But here is why I am here: it is slower than 1/sqrt(). something wrong in my code? please.

    #include <stdio.h>
    #include <time.h>
    #include <math.h>

    float FastInvSqrt (float number);

    int
    main ()
    {
      float x = 1.0e+100;

      int N = 100000000;
      int i = 0;

      clock_t start2 = clock (); 
      do  
        {   
          float z = 1.0 / sqrt (x);
          i++;
        }   
      while (i < N); 
      clock_t end2 = clock (); 

      double time2 = (end2 - start2) / (double) CLOCKS_PER_SEC;

      printf ("1/sqrt() spends %13f sec.\n\n", time2);

      i = 0;
      clock_t start1 = clock (); 
      do  
        {   
          float y = FastInvSqrt (x);
          i++;
        }   
      while (i < N); 
      clock_t end1 = clock (); 

      double time1 = (end1 - start1) / (double) CLOCKS_PER_SEC;



      printf ("FastInvSqrt() spends %f sec.\n\n", time1);


      printf ("fast inverse square root is faster %f times than 1/sqrt().\n", time2/time1);

      return 0;
}

float
FastInvSqrt (float x)
{
  float xhalf = 0.5F * x;
  int i = *(int *) &x;  // store floating-point bits in integer
  i = 0x5f3759df - (i >> 1);    // initial guess for Newton's method
  x = *(float *) &i;            // convert new bits into float
  x = x * (1.5 - xhalf * x * x);        // One round of Newton's method
  //x = x * (1.5 - xhalf * x * x);      // One round of Newton's method
  //x = x * (1.5 - xhalf * x * x);      // One round of Newton's method
  //x = x * (1.5 - xhalf * x * x);      // One round of Newton's method
  return x;
}

The result is as follows:

1/sqrt() spends      0.850000 sec.

FastInvSqrt() spends 0.960000 sec.

fast inverse square root is faster 0.885417 times than 1/sqrt().
2
On which value(s) are you testing your function? There could be an initial constant penalty in just running the code with, e.g., an input of 1. So maybe try some very large values, and do your benchmarking on that.Tim Biegeleisen
Your code is garbage because the loop contents don't use the results of the square root algorithms. Recode so that the loops calculate a different reciprocal square root every time and print out the sum of the results and enable optimization.

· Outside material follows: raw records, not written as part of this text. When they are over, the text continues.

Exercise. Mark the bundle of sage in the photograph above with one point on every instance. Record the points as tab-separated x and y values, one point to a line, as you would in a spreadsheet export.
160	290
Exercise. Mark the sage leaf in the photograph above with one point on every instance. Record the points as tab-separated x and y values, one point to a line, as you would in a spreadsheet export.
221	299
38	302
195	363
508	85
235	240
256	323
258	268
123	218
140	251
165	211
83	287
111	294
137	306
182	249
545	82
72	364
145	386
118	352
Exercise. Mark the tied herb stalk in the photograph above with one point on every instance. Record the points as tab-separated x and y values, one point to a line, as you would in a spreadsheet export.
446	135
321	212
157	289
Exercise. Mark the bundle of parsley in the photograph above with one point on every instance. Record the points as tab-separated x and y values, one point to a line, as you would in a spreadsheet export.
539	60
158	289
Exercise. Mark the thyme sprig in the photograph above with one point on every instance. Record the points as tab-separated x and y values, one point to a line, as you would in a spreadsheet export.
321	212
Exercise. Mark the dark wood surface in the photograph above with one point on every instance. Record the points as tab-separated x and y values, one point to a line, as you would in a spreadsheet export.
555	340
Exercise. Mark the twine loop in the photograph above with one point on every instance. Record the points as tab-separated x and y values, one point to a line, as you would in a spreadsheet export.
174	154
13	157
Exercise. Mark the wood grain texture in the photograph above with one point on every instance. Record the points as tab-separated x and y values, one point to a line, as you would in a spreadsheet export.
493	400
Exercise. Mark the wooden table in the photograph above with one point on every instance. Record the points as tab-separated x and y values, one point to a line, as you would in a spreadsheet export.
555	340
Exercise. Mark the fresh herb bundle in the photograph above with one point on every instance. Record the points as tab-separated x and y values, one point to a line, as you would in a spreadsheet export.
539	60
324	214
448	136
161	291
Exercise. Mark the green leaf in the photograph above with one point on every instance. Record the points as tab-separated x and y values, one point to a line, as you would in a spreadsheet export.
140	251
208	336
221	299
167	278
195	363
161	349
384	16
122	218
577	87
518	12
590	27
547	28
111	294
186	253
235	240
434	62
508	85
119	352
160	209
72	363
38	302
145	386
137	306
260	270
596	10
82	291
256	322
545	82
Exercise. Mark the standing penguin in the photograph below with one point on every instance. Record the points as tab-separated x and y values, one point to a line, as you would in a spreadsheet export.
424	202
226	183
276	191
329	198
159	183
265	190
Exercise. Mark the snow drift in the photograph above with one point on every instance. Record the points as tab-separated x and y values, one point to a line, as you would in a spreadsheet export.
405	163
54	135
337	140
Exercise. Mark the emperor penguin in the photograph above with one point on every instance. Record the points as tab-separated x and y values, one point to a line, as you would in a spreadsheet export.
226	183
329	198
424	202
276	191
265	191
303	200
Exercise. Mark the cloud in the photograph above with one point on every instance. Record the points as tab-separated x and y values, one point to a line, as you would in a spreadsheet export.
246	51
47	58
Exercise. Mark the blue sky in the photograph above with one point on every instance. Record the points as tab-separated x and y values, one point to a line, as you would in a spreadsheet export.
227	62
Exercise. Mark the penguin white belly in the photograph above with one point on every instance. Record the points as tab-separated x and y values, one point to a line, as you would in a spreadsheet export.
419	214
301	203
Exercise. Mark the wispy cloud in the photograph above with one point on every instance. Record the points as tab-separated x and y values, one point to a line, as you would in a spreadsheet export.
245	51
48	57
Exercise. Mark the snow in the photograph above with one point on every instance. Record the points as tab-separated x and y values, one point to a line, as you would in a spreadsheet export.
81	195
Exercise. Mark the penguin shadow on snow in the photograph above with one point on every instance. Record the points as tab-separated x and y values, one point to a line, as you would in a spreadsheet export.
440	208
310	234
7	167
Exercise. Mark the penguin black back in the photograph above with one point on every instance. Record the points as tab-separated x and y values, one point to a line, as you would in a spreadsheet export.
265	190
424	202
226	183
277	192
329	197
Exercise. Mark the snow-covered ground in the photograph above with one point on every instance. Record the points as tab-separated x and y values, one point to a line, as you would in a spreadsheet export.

Also your inverse square root takes at least 3 iterations to converge to single precision accuracy and should be computed perhaps 8 abreast so that the compiler can vectorize the operations with ymm regisers.user5713492
@San Tseng The reference for Wikipedia's claim that FastInvSqrt is four times faster than a particular alternative is a paper that was published in 2003, fifteen years ago. There is no particular reason to assume that what was true for the hardware platforms, toolchains, and libraries in 2003 still applies today, as all of those have changed substantially since then (e.g. the hardware instruction for square root on x86 processors have become much faster since then).njuffa
@DillonDavis Timing tests with optimization disabled are futile. The tests must calculate N different reciprocal square roots and must use all of the results in output, otherwise the optimizer can just skip the loops. To the O.P. your loops as presented execute 100000001 iterations, not just 1. If it took about a second to compute just 1 reciprocal square root, well, that would be just pitiful and it's not what is happening.user5713492
@user5713492 The floating-point units as a whole have gotten wider, but that applies to square roots and multiplies alike. Last I checked, the ratio of throughput between square roots and add/mul/fma had gotten significantly smaller than it was fifteen years ago, from 1:25 down to 1:6 (or thereabouts).njuffa

2 Answers

0
votes

I correct my code as follows: 1. compute random number, instead of a fixed number. 2. count time consumption inside while loop and sum of it.

#include <stdio.h>
#include <time.h>
#include <math.h>
#include <stdlib.h>

float FastInvSqrt (float number);

int
main ()
{
  float x=0;
  time_t t;

  srand((unsigned) time(&t));

  int N = 1000000;
  int i = 0;

  double sum_time2=0.0;

  do  
    {   
      x=(float)(rand() % 10000)*0.22158;
  clock_t start2 = clock (); 
      float z = 1.0 / sqrt (x);
  clock_t end2 = clock (); 
        sum_time2=sum_time2+(end2-start2);
      i++;
    }   
  while (i < N); 


  printf ("1/sqrt() spends %13f sec.\n\n", sum_time2/(double)CLOCKS_PER_SEC);

  double sum_time1=0.0;

  i = 0;
  do  

    {
      x=(float)(rand() % 10000)*0.22158;
  clock_t start1 = clock ();
      float y = FastInvSqrt (x);
  clock_t end1 = clock ();
        sum_time1=sum_time1+(end1-start1);
      i++;
    }
  while (i < N);

  printf ("FastInvSqrt() spends %f sec.\n\n", sum_time1/(double)CLOCKS_PER_SEC);

  printf ("fast inverse square root is faster %f times than 1/sqrt().\n", sum_time2/sum_time1);

  return 0;
}

float
FastInvSqrt (float x)
{
  float xhalf = 0.5F * x;
  int i = *(int *) &x;  // store floating-point bits in integer
  i = 0x5f3759df - (i >> 1);    // initial guess for Newton's method
  x = *(float *) &i;            // convert new bits into float
  x = x * (1.5 - xhalf * x * x);        // One round of Newton's method
  //x = x * (1.5 - xhalf * x * x);      // One round of Newton's method
  //x = x * (1.5 - xhalf * x * x);      // One round of Newton's method
  //x = x * (1.5 - xhalf * x * x);      // One round of Newton's method
  return x;
}

but fast inverse square root still slower that 1/sqrt().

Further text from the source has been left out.